Around 3.3 million people live in Madrid, making it one of Europe’s most populous cities. Madrid’s history dates back to the 9th century, and the city was ruled by Muslims until 1095. It has been the capital of Spain, the seat of government and home to the royal family since 1561 – apart from a period of five years – although today the Palacio Real is an official residence rather than a royal home. The architecture around the city stems from various different epochs. You’ll find narrow, winding streets, opulent palaces and historical monuments as well as modern high-rise buildings in the business district. On the east side of Plaza Mayor, the famous column-lined central square in the heart of the old town, Paseo del Arte avenue leads straight to the cultural heart of the city. Three world-class museums are located here just a few hundred meters from each other: the Prado, which houses Spanish master- pieces by Velázquez, Goya and El Greco; the Thyssen-Bornemisza National Museum across from it and the Reina Sofía, where visitors can admire Picasso’s iconic “Guernica.”

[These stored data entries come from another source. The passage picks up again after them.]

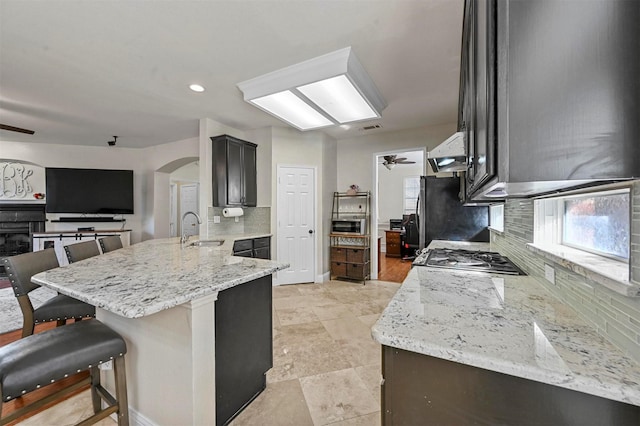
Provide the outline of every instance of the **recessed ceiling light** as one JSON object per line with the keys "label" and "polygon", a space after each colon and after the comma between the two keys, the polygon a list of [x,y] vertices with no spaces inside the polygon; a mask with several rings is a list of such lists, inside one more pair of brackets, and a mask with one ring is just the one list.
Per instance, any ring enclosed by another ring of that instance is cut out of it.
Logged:
{"label": "recessed ceiling light", "polygon": [[204,87],[202,87],[199,84],[191,84],[189,86],[189,89],[193,90],[194,92],[198,92],[198,93],[204,92]]}

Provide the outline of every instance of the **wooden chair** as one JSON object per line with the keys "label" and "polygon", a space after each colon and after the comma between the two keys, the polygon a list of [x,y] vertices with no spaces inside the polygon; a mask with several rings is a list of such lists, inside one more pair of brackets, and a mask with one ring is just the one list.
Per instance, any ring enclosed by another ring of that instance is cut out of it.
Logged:
{"label": "wooden chair", "polygon": [[84,259],[88,259],[93,256],[98,256],[100,250],[98,250],[98,244],[96,240],[85,241],[77,244],[69,244],[64,246],[64,252],[67,254],[69,263],[79,262]]}
{"label": "wooden chair", "polygon": [[39,323],[56,321],[58,325],[64,325],[71,318],[77,321],[95,317],[94,306],[63,294],[52,297],[36,309],[33,308],[29,293],[40,286],[32,283],[31,277],[59,266],[54,249],[6,257],[3,263],[22,310],[22,337],[33,334],[35,325]]}
{"label": "wooden chair", "polygon": [[[46,330],[0,347],[0,425],[61,400],[86,385],[91,385],[94,415],[79,424],[94,424],[117,413],[118,424],[128,425],[126,352],[124,339],[98,320]],[[115,398],[100,384],[98,366],[108,361],[113,361]],[[86,370],[89,377],[2,417],[3,403]],[[104,409],[102,400],[106,402]]]}
{"label": "wooden chair", "polygon": [[100,238],[98,242],[100,243],[102,253],[108,253],[110,251],[122,248],[122,240],[120,239],[120,235],[112,235],[110,237]]}

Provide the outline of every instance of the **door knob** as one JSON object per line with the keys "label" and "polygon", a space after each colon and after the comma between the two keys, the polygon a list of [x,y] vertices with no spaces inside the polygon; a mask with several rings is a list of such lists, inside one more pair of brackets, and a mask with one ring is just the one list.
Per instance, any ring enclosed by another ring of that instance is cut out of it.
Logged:
{"label": "door knob", "polygon": [[313,229],[309,229],[309,233],[310,233],[310,234],[313,234]]}

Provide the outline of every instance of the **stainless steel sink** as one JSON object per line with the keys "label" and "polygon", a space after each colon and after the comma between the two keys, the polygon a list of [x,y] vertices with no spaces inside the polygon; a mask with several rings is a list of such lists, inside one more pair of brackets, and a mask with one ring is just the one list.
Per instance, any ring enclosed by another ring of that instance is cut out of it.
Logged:
{"label": "stainless steel sink", "polygon": [[198,240],[189,243],[189,246],[195,247],[218,247],[224,244],[224,240]]}

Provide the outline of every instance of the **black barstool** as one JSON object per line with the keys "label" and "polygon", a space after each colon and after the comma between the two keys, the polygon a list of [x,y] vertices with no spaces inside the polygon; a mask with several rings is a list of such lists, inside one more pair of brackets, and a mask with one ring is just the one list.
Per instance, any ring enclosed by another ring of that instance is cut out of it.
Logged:
{"label": "black barstool", "polygon": [[[94,424],[117,413],[118,424],[127,426],[126,352],[124,339],[95,319],[46,330],[0,347],[0,425],[90,384],[94,415],[82,424]],[[109,361],[113,361],[115,398],[100,384],[98,366]],[[3,403],[86,370],[89,377],[82,381],[2,417]],[[106,403],[104,409],[102,400]]]}

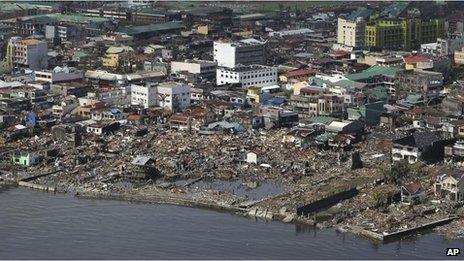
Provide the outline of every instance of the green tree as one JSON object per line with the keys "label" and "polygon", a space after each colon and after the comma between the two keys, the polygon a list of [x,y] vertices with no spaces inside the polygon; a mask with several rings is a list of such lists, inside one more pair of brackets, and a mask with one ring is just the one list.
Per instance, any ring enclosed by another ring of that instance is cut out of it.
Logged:
{"label": "green tree", "polygon": [[386,182],[401,184],[408,180],[412,174],[411,165],[406,160],[395,162],[391,167],[381,170]]}

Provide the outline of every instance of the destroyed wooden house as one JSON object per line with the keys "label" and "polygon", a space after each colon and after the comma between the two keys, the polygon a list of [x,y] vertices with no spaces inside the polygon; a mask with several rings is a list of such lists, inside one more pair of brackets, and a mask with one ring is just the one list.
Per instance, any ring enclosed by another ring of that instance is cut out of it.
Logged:
{"label": "destroyed wooden house", "polygon": [[425,200],[425,189],[419,181],[401,186],[401,202],[408,205],[421,203]]}
{"label": "destroyed wooden house", "polygon": [[155,167],[155,160],[148,156],[135,157],[130,167],[124,171],[124,177],[130,180],[156,179],[158,171]]}
{"label": "destroyed wooden house", "polygon": [[82,129],[77,124],[60,124],[52,127],[53,140],[60,144],[77,147],[82,143]]}
{"label": "destroyed wooden house", "polygon": [[88,133],[96,135],[112,134],[119,129],[119,122],[117,121],[100,121],[87,126],[86,130]]}
{"label": "destroyed wooden house", "polygon": [[438,176],[435,195],[451,201],[464,201],[464,172],[455,170]]}
{"label": "destroyed wooden house", "polygon": [[191,130],[191,118],[185,114],[174,114],[169,118],[169,127],[177,130]]}

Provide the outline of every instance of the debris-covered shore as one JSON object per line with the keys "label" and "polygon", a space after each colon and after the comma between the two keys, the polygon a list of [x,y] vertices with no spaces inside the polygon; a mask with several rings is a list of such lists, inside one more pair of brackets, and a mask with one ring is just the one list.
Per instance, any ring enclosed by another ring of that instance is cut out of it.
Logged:
{"label": "debris-covered shore", "polygon": [[[4,161],[2,177],[81,197],[223,209],[320,228],[358,228],[378,234],[458,215],[456,204],[435,200],[405,205],[398,200],[399,187],[387,182],[383,173],[389,164],[386,141],[356,145],[363,167],[352,169],[351,151],[297,148],[283,142],[285,135],[284,130],[270,130],[200,137],[153,128],[145,137],[119,137],[116,133],[105,139],[86,139],[75,148],[53,143],[51,137],[23,139],[14,146],[48,146],[58,153],[27,171]],[[261,164],[247,163],[244,157],[248,151],[262,155]],[[153,159],[156,178],[132,176],[140,171],[132,164],[139,155]],[[435,169],[418,168],[428,175]],[[356,193],[349,198],[311,213],[298,213],[305,205],[353,188]],[[432,195],[430,189],[427,193]],[[457,229],[460,225],[462,219],[437,231],[450,238],[462,237]]]}

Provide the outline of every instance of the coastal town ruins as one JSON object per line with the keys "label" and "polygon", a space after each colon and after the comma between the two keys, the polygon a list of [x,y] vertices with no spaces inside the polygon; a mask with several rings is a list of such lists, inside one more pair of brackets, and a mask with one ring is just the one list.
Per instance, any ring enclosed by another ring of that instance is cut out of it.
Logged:
{"label": "coastal town ruins", "polygon": [[0,187],[464,237],[463,7],[2,2]]}

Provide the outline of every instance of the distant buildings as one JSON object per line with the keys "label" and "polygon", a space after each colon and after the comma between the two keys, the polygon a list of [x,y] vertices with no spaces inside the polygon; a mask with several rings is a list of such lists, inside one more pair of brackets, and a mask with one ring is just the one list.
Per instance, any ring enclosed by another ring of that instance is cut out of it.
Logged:
{"label": "distant buildings", "polygon": [[64,41],[79,41],[85,37],[85,28],[75,24],[46,25],[45,38]]}
{"label": "distant buildings", "polygon": [[1,20],[0,23],[14,27],[16,34],[24,36],[45,34],[46,26],[50,25],[82,26],[87,35],[97,35],[112,27],[112,22],[107,18],[60,13],[23,16],[17,19]]}
{"label": "distant buildings", "polygon": [[271,37],[285,37],[285,36],[299,36],[299,35],[307,35],[314,33],[314,30],[309,28],[302,28],[302,29],[295,29],[295,30],[283,30],[277,32],[270,32],[269,36]]}
{"label": "distant buildings", "polygon": [[255,39],[238,42],[214,42],[214,61],[218,66],[234,68],[237,65],[265,64],[265,43]]}

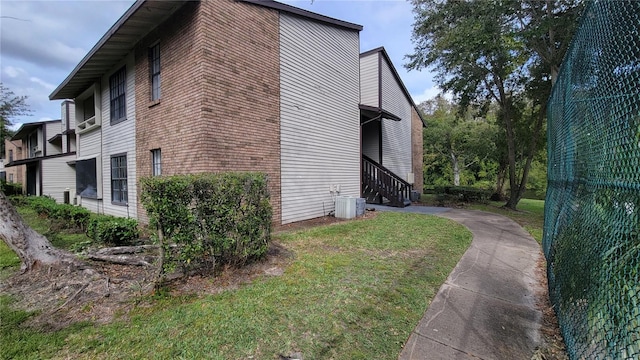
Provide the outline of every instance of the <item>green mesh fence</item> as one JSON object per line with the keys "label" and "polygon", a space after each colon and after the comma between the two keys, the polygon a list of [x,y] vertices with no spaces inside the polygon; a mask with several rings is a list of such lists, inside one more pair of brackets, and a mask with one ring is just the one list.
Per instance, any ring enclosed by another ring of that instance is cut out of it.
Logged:
{"label": "green mesh fence", "polygon": [[549,100],[543,248],[572,359],[640,359],[640,1],[588,3]]}

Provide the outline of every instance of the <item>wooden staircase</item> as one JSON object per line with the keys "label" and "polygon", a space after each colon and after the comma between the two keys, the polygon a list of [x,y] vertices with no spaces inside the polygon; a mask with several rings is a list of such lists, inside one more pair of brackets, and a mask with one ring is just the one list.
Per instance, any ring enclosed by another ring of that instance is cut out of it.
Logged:
{"label": "wooden staircase", "polygon": [[394,207],[411,205],[411,184],[391,172],[391,170],[362,155],[362,196],[367,203],[384,204]]}

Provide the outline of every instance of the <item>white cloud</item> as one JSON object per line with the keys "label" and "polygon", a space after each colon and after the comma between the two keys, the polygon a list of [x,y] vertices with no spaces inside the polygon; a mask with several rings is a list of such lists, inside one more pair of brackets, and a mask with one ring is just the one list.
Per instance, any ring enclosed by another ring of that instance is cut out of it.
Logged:
{"label": "white cloud", "polygon": [[17,67],[13,67],[13,66],[6,66],[2,72],[7,75],[8,77],[15,79],[20,75],[24,75],[26,74],[26,71],[24,71],[24,69],[22,68],[17,68]]}
{"label": "white cloud", "polygon": [[416,103],[416,105],[418,105],[423,101],[435,98],[436,96],[438,96],[438,94],[442,94],[445,98],[451,99],[451,94],[442,93],[442,90],[440,90],[440,88],[435,85],[430,88],[423,89],[422,92],[417,95],[411,94],[411,97],[413,98],[413,101]]}
{"label": "white cloud", "polygon": [[55,85],[49,84],[48,82],[46,82],[46,81],[44,81],[42,79],[39,79],[39,78],[37,78],[35,76],[30,77],[29,80],[31,82],[33,82],[33,83],[36,83],[36,84],[42,86],[43,88],[47,89],[48,91],[53,91],[53,89],[56,88]]}

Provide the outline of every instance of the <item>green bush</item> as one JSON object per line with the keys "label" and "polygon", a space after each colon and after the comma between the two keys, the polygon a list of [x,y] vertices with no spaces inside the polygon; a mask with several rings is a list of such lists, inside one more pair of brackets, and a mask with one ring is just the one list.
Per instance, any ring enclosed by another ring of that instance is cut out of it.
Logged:
{"label": "green bush", "polygon": [[491,190],[465,186],[436,186],[434,192],[439,197],[465,203],[486,202],[492,193]]}
{"label": "green bush", "polygon": [[22,184],[8,183],[4,180],[0,180],[0,191],[6,196],[22,195]]}
{"label": "green bush", "polygon": [[58,205],[55,199],[49,196],[28,196],[27,203],[38,214],[47,217],[53,217],[56,206]]}
{"label": "green bush", "polygon": [[81,206],[58,204],[48,196],[29,196],[25,199],[26,203],[38,214],[52,220],[60,220],[68,229],[85,229],[87,221],[91,217],[91,212]]}
{"label": "green bush", "polygon": [[139,238],[138,221],[109,215],[93,215],[87,223],[87,236],[104,244],[132,245]]}
{"label": "green bush", "polygon": [[[140,183],[142,204],[165,248],[165,270],[242,266],[266,254],[272,212],[265,174],[177,175]],[[169,251],[171,244],[177,249]]]}

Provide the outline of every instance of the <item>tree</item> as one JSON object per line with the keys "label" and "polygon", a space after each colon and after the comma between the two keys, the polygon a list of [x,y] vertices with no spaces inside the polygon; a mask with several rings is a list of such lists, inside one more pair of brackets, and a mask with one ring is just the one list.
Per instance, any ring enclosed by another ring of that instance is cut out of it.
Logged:
{"label": "tree", "polygon": [[453,93],[463,108],[497,104],[510,187],[505,206],[511,209],[524,193],[544,136],[546,90],[537,85],[546,81],[550,89],[549,74],[557,73],[558,59],[571,38],[567,33],[572,28],[560,24],[575,21],[575,2],[540,3],[413,0],[418,20],[414,53],[406,66],[434,68],[439,86]]}
{"label": "tree", "polygon": [[0,83],[0,157],[4,156],[4,139],[13,136],[11,118],[31,112],[26,100],[26,96],[16,96]]}
{"label": "tree", "polygon": [[420,109],[427,121],[426,153],[450,163],[454,186],[460,186],[463,171],[494,155],[494,127],[485,119],[472,118],[469,112],[459,116],[455,105],[441,96],[423,102]]}
{"label": "tree", "polygon": [[23,271],[38,265],[80,267],[73,254],[57,249],[49,240],[27,226],[5,194],[0,191],[0,239],[13,250]]}

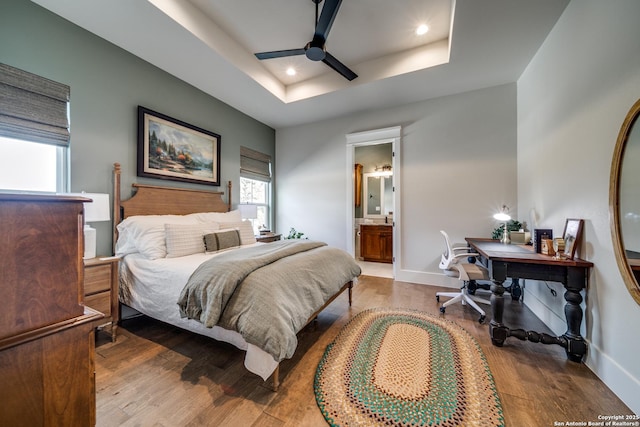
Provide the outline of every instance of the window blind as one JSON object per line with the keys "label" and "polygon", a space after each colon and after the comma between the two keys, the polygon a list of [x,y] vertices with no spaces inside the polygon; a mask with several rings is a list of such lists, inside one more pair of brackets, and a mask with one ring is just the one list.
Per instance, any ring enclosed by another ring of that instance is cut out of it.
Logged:
{"label": "window blind", "polygon": [[246,178],[271,182],[271,156],[240,147],[240,174]]}
{"label": "window blind", "polygon": [[69,145],[70,88],[0,63],[0,136]]}

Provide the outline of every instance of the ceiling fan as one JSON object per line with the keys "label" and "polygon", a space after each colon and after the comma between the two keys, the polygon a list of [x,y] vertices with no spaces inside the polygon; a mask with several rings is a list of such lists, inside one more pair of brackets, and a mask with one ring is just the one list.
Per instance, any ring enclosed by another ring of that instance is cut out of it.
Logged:
{"label": "ceiling fan", "polygon": [[311,0],[316,4],[316,30],[313,34],[313,40],[301,49],[274,50],[271,52],[256,53],[258,59],[282,58],[285,56],[305,55],[312,61],[322,61],[335,71],[340,73],[345,79],[351,81],[358,77],[356,73],[351,71],[346,65],[338,61],[333,55],[327,52],[326,42],[329,31],[333,25],[333,21],[338,14],[340,3],[342,0],[324,0],[322,14],[318,19],[318,5],[322,0]]}

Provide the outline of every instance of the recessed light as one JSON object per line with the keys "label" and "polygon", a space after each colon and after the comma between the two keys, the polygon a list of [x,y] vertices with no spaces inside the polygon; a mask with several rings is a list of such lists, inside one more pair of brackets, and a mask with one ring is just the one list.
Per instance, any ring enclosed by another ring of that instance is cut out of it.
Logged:
{"label": "recessed light", "polygon": [[422,24],[418,28],[416,28],[416,34],[419,36],[426,34],[427,31],[429,31],[429,27],[427,26],[427,24]]}
{"label": "recessed light", "polygon": [[287,68],[287,75],[289,76],[295,76],[296,75],[296,69],[293,67],[289,67]]}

Madrid has positioned itself as a highly attractive real estate market, not only for Spanish buyers but for international ones too, primarily from France but increasingly from Mexico and Argentina. Demand for real estate in this densely populated city far outweighs supply, and compared with last year, Madrid has seen the highest price increases anywhere in Spain – with the exception of the Balearic Islands. In 2021, average prices for highly coveted locations such as the Salamanca district, where the traditional Recoletos, Goya and Lista neighborhoods are located, reached 6,100 euros per square meter.
Here in the Spanish capital, people are out on the streets until far into the night. And
like everywhere else in Spain, they don’t eat dinner until after 9 pm. The San Miguel market hall features traditional food such as tapas and paella, whereas the Fayer Madrid restaurant specializes in modern Israeli cuisine. The Botín, which opened in 1725, is listed in the Guinness book of records as the oldest restaurant in the world. Madrilenians escape the urban hustle and bustle in Buen Retiro park; last year, along with magnificent Paseo del Prado boulevard, this green oasis was declared a UNESCO World Heritage site. On hot days, people also flock to Madrid Río park to cool off.
Before 2011, traffic still thundered along the ring road here, but in a prime example of urban development, the city restored and landscaped the area on the banks of the Manzanares river and turned it into an attractive parkland. In fact, Madrid has a comprehensive plan for making the city even greener: The city intends to plant around half a million trees, creating a 75-kilometer city forest that will improve air quality and capture 175,000 tons of carbon every year. Primarily native species will be planted so that they don’t require much water. The green city wall is part of Madrid 360, a strategy created to achieve the goals set out in the United Nations Agenda 2030 for Sustainable Development.